Adelman will take his analytical work -- much of which has focused on the opportunity for not merely access to but also success in higher education for students of all types, including adult and other nontraditional ones -- to the Institute for Higher Education Policy. He said he would be working about half time there, with the rest dedicated to speaking to and consulting for college officials.
“Cliff is one of the nation’s most respected education researchers and brings a wealth of knowledge and expertise," said Jamie P. Merisotis, the institute's president. "With a comprehensive knowledge of higher education issues, he’s a veteran of managing information and data that will be essential to helping to achieve the Institute’s goal of improving both equity and quality in higher education around the world.”
Adelman has written widely about an enormous range of subjects, from early work that contributed to the Nation at Risk report and a followup, "Involvement in Learning," that jumpstarted the assessment movement in higher education. More recently, he has specialized in looking at the twisting path -- which he describes as "swirling" -- that many students take through higher education today, emphasizing the increasingly central role that community colleges play in that process. His most recent publication is "The Toolbox Revisited."

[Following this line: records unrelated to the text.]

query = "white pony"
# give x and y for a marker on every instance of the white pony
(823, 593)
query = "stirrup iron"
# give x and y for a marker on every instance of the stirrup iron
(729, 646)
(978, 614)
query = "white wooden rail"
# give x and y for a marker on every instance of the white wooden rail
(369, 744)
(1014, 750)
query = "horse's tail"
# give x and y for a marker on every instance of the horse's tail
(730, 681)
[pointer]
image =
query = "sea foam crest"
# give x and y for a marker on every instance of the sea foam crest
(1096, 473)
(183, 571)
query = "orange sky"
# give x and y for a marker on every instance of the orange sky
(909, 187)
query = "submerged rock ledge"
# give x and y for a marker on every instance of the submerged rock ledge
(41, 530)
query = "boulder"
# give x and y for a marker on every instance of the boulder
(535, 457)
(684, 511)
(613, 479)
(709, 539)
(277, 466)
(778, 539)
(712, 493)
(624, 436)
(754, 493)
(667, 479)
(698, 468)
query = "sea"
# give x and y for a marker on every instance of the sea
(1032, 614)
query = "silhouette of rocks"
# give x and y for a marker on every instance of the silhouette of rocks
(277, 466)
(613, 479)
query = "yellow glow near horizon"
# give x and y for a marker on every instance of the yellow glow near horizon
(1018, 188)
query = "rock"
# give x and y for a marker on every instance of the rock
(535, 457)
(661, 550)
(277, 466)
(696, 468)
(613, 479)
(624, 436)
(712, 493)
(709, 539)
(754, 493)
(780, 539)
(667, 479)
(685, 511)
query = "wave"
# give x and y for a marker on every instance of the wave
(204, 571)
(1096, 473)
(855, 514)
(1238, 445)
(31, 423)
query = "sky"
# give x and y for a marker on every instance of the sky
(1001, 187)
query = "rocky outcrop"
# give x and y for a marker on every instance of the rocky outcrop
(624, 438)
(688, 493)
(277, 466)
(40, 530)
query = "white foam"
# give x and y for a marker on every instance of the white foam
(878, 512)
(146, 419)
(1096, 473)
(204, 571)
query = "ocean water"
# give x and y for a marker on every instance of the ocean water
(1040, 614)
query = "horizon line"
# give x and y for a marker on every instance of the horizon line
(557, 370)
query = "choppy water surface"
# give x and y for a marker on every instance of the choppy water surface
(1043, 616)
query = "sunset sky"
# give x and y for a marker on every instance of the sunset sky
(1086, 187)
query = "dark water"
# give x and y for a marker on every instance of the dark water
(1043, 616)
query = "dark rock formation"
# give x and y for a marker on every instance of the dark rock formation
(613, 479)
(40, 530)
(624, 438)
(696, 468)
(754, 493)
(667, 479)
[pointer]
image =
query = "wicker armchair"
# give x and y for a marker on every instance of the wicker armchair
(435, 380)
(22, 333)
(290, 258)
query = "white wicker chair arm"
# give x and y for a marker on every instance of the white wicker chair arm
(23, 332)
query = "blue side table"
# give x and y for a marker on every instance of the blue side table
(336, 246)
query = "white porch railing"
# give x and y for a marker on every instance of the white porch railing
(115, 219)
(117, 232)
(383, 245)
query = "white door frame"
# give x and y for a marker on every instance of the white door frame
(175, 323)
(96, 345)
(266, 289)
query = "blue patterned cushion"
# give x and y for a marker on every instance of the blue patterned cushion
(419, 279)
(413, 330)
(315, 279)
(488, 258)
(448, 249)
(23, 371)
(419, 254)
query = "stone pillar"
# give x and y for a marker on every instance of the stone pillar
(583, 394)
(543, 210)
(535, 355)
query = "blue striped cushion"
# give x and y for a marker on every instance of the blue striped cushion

The researcher, who has a reputation for calling them like he sees them, has at times bristled within the confines of the Education Department, when his analysis didn't thoroughly mesh with the views of the political leaders who run the department. But in an interview Wednesday, he said he greatly appreciated the platform the department has given him, applauded the department's statistical data that forms the basis for his work, and praised past officials of all political stripes, including Chester Finn, who "understood the value of this kind of leadership for the department."
"I'm at the time of life where I was asking, 'How many years do I have left to fight the good fight? Eight or 10?' " said Adelman, who said he defined the "good fight" as pushing for "high-quality distribution of high-quality knowledge," and ensuring that "the student as a learning person is at the center of everything."
"I can continue to do it from the department, or should I do it out there actually working with the people and the students?" Adelman said. The answer, he said, was clear.